Step 8. Expose students to written words
The more they are exposed to written words, the more likely they are to internalize the spelling of the word. If you work with specific words, point them out in books, magazines, and online. Underline them with a marker to emphasize that the word they learn is also found "in the real world," if possible.
- Students sometimes enjoy "correcting" spelling mistakes.
- First graders can feel comfortable reading the same stories over and over. In this case, take advantage of this repetition to highlight the different words present in the same story.
Method 2 of 2: Recognize the Early Stages of Writing
Step 1. Know the signs of the precommunicative writing stage
A first grader might be in the precommunicative writing stage, which means they only have a rough idea of the alphabet. They may recognize different letters of the alphabet, but are not aware of words as a visual construction. You may not notice the spaces between the words.

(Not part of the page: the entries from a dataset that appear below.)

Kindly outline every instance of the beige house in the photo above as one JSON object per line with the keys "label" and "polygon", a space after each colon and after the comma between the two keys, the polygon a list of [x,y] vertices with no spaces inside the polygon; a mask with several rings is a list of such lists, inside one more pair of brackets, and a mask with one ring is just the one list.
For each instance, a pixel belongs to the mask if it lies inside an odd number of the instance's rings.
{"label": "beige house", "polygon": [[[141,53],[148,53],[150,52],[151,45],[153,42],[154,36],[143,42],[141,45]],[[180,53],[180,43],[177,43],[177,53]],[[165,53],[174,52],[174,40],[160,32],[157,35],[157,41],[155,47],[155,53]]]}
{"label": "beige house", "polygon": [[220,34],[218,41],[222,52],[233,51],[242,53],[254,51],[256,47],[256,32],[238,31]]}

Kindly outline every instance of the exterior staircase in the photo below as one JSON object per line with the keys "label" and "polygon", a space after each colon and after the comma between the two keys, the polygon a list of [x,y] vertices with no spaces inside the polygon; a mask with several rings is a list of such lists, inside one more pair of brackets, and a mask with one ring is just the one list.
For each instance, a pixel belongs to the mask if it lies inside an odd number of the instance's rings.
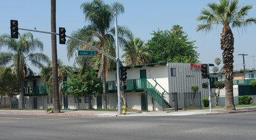
{"label": "exterior staircase", "polygon": [[[153,86],[150,83],[146,78],[142,79],[133,79],[127,80],[125,85],[126,85],[126,90],[124,92],[142,92],[145,91],[148,95],[149,95],[159,105],[164,109],[170,109],[172,106],[165,99],[164,94],[168,94],[165,90],[161,87],[161,85],[156,82],[155,80],[153,80],[156,85]],[[158,85],[163,90],[163,92],[159,92],[156,87]],[[108,81],[107,83],[107,92],[116,92],[117,87],[116,86],[116,82],[114,81]]]}

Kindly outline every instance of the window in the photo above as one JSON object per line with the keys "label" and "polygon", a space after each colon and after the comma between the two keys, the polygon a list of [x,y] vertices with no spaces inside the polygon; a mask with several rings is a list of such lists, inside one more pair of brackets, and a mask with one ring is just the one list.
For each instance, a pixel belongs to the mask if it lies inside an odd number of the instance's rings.
{"label": "window", "polygon": [[84,96],[84,103],[88,103],[88,102],[89,102],[89,97]]}
{"label": "window", "polygon": [[79,99],[78,96],[75,96],[75,103],[80,103],[82,102],[81,99]]}
{"label": "window", "polygon": [[52,104],[52,97],[47,97],[47,104]]}
{"label": "window", "polygon": [[170,68],[170,76],[172,76],[172,77],[176,76],[176,68]]}

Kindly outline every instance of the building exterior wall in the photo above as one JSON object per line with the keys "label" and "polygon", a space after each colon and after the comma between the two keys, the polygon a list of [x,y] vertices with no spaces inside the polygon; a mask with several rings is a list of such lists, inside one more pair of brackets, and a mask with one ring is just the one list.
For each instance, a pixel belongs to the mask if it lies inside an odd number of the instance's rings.
{"label": "building exterior wall", "polygon": [[244,79],[245,79],[244,73],[235,73],[234,76],[234,80],[244,80]]}
{"label": "building exterior wall", "polygon": [[[208,79],[202,78],[200,64],[190,63],[168,63],[169,75],[169,101],[172,106],[174,106],[172,94],[183,94],[191,92],[191,86],[199,86],[199,92],[201,92],[201,98],[209,97],[208,89],[202,88],[202,83],[207,82]],[[176,69],[176,75],[172,75],[171,69]],[[180,97],[178,95],[178,97]],[[182,102],[182,100],[181,100]],[[183,102],[179,102],[183,106]]]}

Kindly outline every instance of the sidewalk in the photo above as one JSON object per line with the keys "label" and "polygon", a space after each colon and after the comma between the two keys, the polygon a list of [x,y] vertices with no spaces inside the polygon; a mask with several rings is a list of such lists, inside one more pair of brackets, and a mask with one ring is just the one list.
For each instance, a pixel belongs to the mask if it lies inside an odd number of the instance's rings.
{"label": "sidewalk", "polygon": [[234,111],[225,111],[224,109],[188,110],[178,111],[151,111],[151,112],[127,112],[126,115],[117,115],[117,111],[61,111],[59,113],[47,113],[45,110],[0,110],[0,115],[52,115],[52,116],[188,116],[199,115],[211,115],[220,113],[234,113],[240,112],[256,111],[256,106],[237,108]]}

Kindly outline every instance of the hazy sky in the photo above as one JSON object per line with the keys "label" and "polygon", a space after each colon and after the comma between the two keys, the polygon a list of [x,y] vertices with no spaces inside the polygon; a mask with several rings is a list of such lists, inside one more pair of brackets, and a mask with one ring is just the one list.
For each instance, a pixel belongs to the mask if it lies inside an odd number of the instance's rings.
{"label": "hazy sky", "polygon": [[[59,27],[66,28],[66,35],[88,25],[85,22],[81,4],[91,2],[92,0],[57,0],[56,23],[57,31]],[[213,0],[104,0],[104,3],[111,4],[120,2],[123,4],[125,12],[117,17],[118,25],[126,26],[133,32],[134,37],[140,38],[147,42],[153,36],[153,31],[170,30],[174,25],[179,24],[187,33],[190,41],[196,41],[195,46],[200,53],[199,60],[201,63],[214,64],[215,59],[222,59],[222,50],[220,50],[220,33],[222,25],[214,27],[207,33],[197,32],[195,27],[200,24],[195,20],[200,15],[200,10],[207,8],[208,3],[218,2]],[[255,0],[240,0],[241,4],[256,5]],[[50,0],[2,0],[0,2],[0,35],[10,34],[10,20],[19,20],[19,27],[50,32]],[[250,17],[256,17],[256,10],[250,12]],[[232,29],[235,39],[234,69],[243,69],[243,57],[237,55],[246,53],[246,68],[255,67],[256,60],[256,25],[249,25],[247,29],[237,30]],[[58,32],[58,31],[57,31]],[[24,31],[19,31],[22,34]],[[44,44],[43,53],[51,58],[50,35],[33,32],[34,38],[39,38]],[[66,46],[59,44],[57,37],[58,58],[66,65],[72,66],[73,59],[68,62],[67,59]],[[119,49],[121,50],[121,49]],[[6,52],[2,48],[1,52]],[[122,52],[121,52],[121,54]],[[220,68],[222,66],[222,62]],[[34,69],[37,73],[38,69]],[[212,72],[212,71],[211,71]]]}

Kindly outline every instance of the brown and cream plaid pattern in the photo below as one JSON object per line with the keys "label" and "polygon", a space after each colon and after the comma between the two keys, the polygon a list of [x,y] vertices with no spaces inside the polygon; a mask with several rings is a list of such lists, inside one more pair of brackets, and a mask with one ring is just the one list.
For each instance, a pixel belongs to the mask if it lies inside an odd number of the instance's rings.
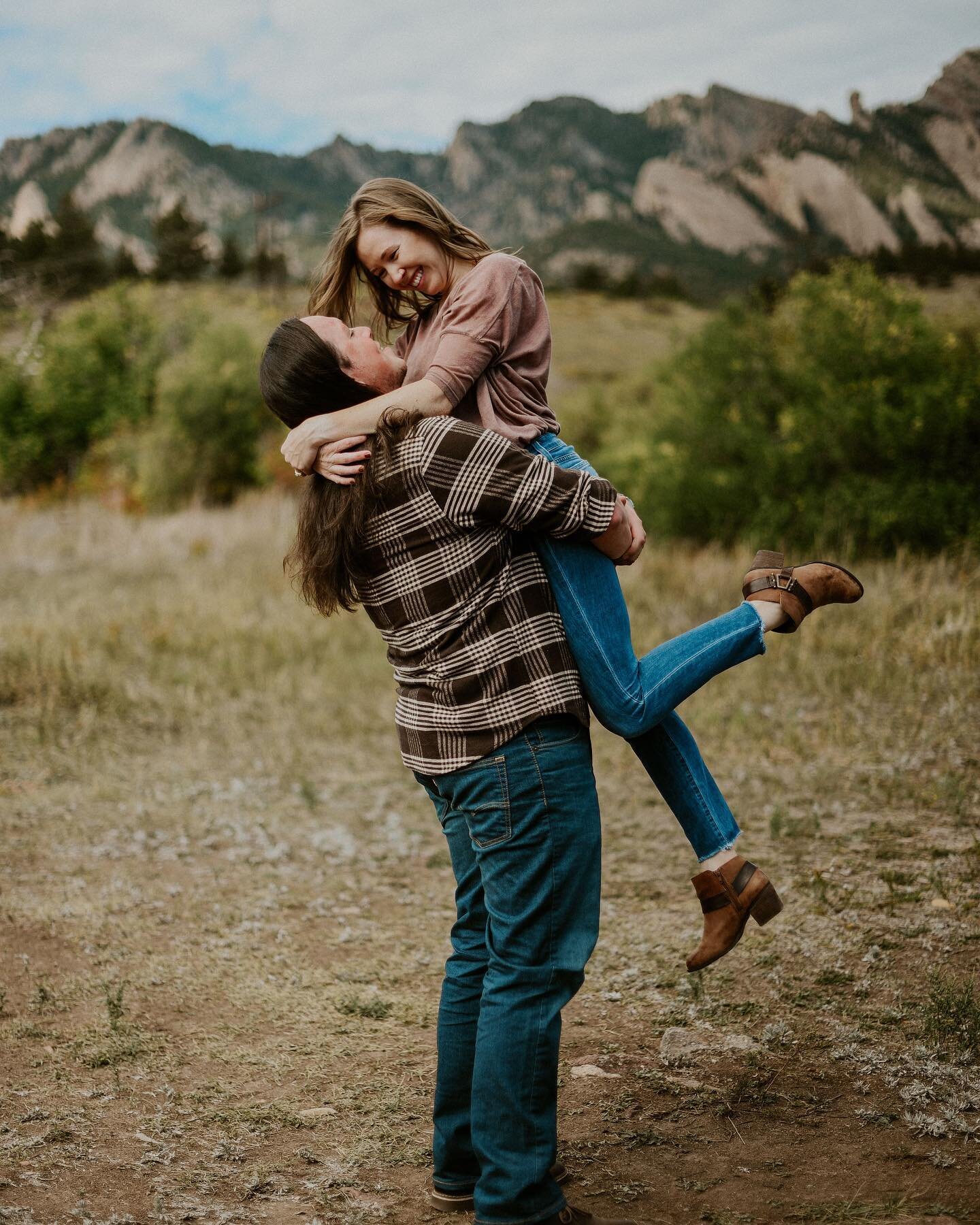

- For children at this stage, continue to teach alphabet shapes and try to expose them to written words by reading aloud to them.

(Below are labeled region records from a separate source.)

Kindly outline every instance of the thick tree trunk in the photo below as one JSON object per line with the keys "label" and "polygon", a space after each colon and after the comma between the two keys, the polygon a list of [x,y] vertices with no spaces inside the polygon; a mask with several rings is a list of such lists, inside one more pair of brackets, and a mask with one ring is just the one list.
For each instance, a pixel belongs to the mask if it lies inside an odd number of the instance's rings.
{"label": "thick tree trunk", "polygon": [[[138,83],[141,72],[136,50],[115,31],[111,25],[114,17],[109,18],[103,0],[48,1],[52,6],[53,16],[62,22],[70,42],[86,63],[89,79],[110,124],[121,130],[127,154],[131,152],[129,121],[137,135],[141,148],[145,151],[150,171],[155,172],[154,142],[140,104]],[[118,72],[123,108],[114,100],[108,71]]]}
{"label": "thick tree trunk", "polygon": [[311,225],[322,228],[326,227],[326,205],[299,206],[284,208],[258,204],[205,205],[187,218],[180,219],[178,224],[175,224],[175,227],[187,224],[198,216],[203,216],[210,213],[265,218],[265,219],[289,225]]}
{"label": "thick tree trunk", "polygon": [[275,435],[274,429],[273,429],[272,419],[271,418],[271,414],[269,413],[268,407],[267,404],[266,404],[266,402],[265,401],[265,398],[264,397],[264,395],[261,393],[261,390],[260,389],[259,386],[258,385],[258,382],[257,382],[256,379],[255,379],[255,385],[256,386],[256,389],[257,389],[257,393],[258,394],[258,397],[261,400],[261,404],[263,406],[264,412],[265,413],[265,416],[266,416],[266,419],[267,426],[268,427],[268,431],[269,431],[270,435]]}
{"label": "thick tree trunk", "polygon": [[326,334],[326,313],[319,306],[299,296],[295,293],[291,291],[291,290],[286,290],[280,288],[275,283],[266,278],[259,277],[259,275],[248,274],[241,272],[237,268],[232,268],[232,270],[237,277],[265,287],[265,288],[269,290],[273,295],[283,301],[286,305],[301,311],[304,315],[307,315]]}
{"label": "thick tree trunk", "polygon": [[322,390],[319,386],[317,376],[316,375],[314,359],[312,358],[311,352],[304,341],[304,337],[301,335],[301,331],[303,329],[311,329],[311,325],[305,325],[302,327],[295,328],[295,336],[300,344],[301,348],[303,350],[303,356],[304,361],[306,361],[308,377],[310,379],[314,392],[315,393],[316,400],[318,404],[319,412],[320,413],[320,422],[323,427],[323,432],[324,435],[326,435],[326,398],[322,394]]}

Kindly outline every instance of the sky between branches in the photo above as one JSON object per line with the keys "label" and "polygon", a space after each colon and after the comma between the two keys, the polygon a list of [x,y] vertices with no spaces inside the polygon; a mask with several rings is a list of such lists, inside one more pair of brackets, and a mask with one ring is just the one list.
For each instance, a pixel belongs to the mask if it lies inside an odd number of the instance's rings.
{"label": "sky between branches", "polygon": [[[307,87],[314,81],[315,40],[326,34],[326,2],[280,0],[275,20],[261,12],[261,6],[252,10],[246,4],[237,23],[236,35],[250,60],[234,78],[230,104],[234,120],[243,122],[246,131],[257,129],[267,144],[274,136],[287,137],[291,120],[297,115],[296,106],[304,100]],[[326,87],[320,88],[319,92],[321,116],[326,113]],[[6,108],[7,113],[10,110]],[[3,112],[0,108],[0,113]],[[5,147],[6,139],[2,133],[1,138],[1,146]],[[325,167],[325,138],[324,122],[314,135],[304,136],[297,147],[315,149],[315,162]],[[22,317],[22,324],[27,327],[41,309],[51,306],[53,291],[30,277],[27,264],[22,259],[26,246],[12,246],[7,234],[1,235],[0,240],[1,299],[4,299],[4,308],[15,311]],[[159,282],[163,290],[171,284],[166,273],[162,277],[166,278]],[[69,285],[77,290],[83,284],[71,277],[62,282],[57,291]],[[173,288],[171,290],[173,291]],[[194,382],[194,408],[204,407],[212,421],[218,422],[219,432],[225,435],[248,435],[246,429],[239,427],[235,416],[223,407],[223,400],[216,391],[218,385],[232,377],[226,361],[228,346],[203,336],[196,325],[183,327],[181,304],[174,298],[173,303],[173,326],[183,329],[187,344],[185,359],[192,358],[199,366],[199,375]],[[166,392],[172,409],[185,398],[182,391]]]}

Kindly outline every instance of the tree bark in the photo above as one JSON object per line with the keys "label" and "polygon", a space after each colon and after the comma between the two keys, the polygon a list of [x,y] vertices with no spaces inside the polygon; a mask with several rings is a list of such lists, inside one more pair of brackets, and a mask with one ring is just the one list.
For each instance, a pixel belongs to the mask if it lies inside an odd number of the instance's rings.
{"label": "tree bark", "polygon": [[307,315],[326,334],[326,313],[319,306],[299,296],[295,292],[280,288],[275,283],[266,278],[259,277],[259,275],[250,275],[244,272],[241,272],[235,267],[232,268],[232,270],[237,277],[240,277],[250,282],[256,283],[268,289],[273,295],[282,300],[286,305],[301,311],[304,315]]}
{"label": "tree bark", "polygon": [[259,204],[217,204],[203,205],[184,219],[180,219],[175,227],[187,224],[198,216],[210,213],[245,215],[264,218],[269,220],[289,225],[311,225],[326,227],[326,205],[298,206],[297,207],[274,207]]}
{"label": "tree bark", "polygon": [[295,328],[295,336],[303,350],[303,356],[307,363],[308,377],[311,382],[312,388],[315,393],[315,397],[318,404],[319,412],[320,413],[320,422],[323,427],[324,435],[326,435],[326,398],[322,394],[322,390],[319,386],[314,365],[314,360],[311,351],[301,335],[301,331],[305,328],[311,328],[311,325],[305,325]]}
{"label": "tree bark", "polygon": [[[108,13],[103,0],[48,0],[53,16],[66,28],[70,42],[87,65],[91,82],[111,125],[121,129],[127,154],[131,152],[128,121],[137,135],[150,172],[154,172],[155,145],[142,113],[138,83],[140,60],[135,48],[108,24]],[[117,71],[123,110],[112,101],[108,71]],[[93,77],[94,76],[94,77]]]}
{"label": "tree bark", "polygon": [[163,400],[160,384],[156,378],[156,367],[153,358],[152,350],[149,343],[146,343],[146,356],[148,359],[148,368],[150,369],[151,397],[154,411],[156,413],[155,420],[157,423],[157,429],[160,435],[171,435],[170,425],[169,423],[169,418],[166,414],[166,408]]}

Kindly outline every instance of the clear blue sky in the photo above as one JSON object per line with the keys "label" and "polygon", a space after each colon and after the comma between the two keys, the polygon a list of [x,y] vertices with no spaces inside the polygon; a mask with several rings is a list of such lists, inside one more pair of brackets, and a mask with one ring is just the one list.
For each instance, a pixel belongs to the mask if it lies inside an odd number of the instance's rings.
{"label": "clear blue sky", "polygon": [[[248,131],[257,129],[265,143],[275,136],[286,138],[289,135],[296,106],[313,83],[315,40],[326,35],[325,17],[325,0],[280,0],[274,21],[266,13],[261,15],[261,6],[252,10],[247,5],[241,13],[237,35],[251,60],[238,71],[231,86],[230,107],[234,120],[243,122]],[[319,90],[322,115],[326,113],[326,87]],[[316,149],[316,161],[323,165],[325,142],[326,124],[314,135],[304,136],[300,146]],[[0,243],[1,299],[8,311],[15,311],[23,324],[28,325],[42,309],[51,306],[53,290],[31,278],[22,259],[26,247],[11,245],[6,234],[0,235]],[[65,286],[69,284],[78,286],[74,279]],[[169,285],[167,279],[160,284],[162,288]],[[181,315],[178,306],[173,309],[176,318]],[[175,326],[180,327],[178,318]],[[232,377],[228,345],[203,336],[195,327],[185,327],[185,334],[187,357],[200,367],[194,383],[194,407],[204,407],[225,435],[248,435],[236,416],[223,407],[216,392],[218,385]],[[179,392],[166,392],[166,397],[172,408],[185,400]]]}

- Never try to correct a child's spelling at this stage of writing.
Step 2. Learn about the semi-phonetic writing stage
In first grade, some children will be in the semi-phonetic stage of reading. This means that they make connections between the sound of words and the sound of a letter or two within the word. Words could be abbreviated a lot, like using T or S for "toad."
- The word you try to spell first could be your name, or the M for Mom or the P for Dad.

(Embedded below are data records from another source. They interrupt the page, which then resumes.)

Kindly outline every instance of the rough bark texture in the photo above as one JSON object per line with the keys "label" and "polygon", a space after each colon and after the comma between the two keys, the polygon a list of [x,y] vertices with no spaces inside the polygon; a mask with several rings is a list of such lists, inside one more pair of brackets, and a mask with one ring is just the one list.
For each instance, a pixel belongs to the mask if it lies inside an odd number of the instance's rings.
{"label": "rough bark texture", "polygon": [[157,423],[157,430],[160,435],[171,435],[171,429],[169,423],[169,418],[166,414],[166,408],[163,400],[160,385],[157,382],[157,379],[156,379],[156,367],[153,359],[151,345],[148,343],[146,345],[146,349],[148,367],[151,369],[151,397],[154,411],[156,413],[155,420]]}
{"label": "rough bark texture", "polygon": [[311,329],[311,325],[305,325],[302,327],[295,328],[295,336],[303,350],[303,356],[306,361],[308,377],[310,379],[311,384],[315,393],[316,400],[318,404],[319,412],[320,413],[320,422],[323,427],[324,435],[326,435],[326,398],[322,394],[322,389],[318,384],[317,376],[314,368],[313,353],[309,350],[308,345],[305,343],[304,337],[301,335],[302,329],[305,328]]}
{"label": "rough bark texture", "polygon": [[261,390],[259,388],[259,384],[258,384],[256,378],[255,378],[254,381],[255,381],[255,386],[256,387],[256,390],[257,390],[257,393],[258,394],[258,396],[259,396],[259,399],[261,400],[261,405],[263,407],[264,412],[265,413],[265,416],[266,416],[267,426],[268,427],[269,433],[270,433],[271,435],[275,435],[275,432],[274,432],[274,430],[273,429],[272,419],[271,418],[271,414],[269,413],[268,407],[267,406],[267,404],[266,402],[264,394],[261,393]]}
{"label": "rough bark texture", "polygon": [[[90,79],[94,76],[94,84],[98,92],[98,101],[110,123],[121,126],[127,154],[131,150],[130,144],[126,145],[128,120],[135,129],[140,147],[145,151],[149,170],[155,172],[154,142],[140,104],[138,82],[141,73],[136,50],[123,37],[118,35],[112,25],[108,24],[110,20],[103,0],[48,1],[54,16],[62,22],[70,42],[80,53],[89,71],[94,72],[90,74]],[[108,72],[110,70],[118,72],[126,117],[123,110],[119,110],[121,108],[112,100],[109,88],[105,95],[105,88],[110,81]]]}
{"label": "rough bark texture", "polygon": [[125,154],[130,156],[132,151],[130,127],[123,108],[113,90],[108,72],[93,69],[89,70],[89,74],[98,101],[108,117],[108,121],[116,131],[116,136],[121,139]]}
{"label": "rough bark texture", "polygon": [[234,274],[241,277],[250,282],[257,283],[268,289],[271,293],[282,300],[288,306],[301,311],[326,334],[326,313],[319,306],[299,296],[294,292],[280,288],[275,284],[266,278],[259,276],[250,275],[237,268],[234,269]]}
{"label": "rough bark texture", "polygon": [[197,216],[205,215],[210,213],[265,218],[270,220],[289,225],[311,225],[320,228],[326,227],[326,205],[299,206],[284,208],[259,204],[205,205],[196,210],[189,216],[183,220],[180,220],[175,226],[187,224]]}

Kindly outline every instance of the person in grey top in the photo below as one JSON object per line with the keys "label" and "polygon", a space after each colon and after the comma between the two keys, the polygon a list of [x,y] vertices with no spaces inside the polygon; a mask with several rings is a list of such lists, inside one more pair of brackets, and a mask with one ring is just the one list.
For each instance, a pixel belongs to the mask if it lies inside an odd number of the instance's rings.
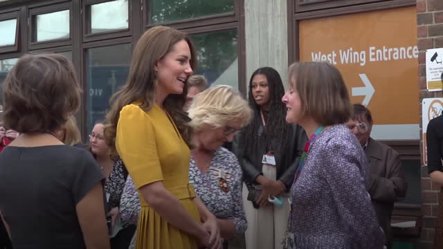
{"label": "person in grey top", "polygon": [[291,188],[286,248],[383,248],[385,237],[368,193],[368,160],[343,124],[352,113],[340,72],[327,62],[289,67],[286,120],[309,138]]}

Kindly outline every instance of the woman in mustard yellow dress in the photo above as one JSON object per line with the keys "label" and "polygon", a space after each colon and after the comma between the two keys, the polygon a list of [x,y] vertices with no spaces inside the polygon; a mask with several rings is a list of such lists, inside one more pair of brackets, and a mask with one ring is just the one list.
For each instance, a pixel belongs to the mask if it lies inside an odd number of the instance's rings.
{"label": "woman in mustard yellow dress", "polygon": [[192,129],[182,108],[195,65],[186,33],[152,28],[134,50],[127,82],[110,100],[105,137],[141,204],[137,249],[221,248],[217,219],[188,183]]}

- The child's ability to segment or separate the different sounds in a word may still be emerging.
- Encourage your child to write frequently, no matter how difficult the word is to read. Don't worry about spelling at this stage, but provide help if the child is open.
Step 3. Understand the phonetic spelling stage
This is a common stage in first graders, a spelling stage that assumes basic knowledge of the alphabet and understands that words and sounds are connected. A child who spells at this stage might use "made up" spelling patterns based on the sound of the word. Children at this level will be more interested in learning correct spelling. Provide well-spelled word models and start encouraging them to think about how to spell the words on their own. This is a wonderful time to help a child with spelling.
- Some examples of made-up spellings might be "aba" for "water", "dopa" for "clothes", and so on.
- Another thing you might notice is that the child begins to recognize initial patterns in words, rhythms, and similar sounds.
Step 4. Learn more about the transitional spelling stage
Some first graders may be in this stage. Here, the student will have an emerging reading skill and will recognize many words. He begins to understand that sounds are represented by combinations of letters, and that words can be plural or modified in other ways by suffixes and prefixes.
- Being patient with mistakes at this stage is essential. Words may be more difficult to understand than a phonetic speller, but a child's spelling errors are based on an inadequate understanding of spelling patterns. Keep teaching patterns that make up good spelling.
- Teach your child to laugh at spelling inconsistencies. You can also teach correct spelling reminders at this stage, such as "m" before "b" or "n" before "v."